9. Shift to An Electronic Calendar
Taking your organization online is an important 21st-century time management tip for teachers.
Setting up your schedule and important duties online ensures that it is always at your fingertips without lugging another book back and forth in your teacher’s bag.
Additionally, you can share the meeting information with others and vice versa to help keep your entire teaching time organized.
10. Employ a Color Coding System
One of my favorite organizational tools is a color-coding system. I use it frequently with students because it supports visual learners and students with executive functioning difficulties in organizing information quickly. Still, it has long worked for my systems as well.
Using a different color for each duty when you include it in your calendar helps you to know at a glance where you need to be and when.
This will help you avoid booking two responsibilities at the same time, as well as with seeing patterns in where you are spending your time overall.
Separation of Personal Time and Professional Responsibilities
Perhaps the hardest part of time management for teachers is drawing a boundary between work and personal time.
Our work has to come home with us, as there are not enough hours in the workday despite the best time management strategies.
If this is something you struggle with, read on for a few tips to help you be prepared for the day while still maintaining your personal life and time.
11. Set “Office Hours” for Working at Home
Particularly if your school day does not have much prep time built in, it is easy to feel pressured to spend hours planning and creating materials.

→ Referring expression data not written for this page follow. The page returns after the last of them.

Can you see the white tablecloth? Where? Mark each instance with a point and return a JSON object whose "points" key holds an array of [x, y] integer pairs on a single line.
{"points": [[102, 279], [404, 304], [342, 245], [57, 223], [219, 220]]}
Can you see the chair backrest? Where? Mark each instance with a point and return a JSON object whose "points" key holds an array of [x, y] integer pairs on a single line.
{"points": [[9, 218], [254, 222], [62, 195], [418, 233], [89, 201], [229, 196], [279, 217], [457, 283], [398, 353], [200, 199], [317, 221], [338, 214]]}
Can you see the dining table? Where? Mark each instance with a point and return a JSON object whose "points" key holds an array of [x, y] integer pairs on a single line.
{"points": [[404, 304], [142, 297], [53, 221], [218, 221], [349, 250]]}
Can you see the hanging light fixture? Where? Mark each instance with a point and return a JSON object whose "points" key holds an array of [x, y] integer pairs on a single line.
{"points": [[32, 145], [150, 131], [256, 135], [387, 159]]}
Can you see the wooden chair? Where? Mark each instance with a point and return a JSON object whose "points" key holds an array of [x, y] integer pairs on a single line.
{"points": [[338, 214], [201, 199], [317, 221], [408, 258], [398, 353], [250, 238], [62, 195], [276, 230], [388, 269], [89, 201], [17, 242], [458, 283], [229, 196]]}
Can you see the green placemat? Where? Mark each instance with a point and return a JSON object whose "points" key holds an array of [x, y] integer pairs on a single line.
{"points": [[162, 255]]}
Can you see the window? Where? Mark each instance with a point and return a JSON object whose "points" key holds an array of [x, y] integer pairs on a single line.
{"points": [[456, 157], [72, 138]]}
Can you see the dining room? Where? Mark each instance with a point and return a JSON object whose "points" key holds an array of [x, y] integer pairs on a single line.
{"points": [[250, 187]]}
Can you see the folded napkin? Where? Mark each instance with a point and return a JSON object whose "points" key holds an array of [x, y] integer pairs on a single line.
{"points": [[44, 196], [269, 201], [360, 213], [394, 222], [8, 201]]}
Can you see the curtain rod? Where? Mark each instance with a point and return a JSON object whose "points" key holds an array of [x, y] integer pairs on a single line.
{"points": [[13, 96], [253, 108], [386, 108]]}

If the evening is your only time to answer emails or grade assignments, you may be devoting the time that would otherwise be used for you or your family to schoolwork.
To meet both obligations, set office hours for yourself.
Find an hour or two that works best for your home schedule and stick strictly to that. Recharging our batteries with exercise, sleep, and connecting with our loved ones is equally important as getting all the extra work done.
12. Institute a 24 Hour Rule for Emails and Phone Calls
If you do not work for a school with its requirements, do your best to avoid the pressure of spending your evening responding to emails that can wait until the next morning.
Tell families upfront that they will always hear from you within 24 hours unless the situation requires an urgent answer. This rule can also apply to colleagues who do not need immediate information from you.
13. Practice Mindfulness
While mindfulness activities are not necessarily time management skills needed for teaching, coaching yourself to be present and attuned to your body and mind is important. Reading time management quotes and trying to find yourself in them is a great place to start.
The practices can help you tune out distractions and to concentrate more fully on the task in front of you, which helps to make you more efficient with your time overall.
Mindfulness also helps you manage your stress levels and is a great social-emotional tool to share with your students.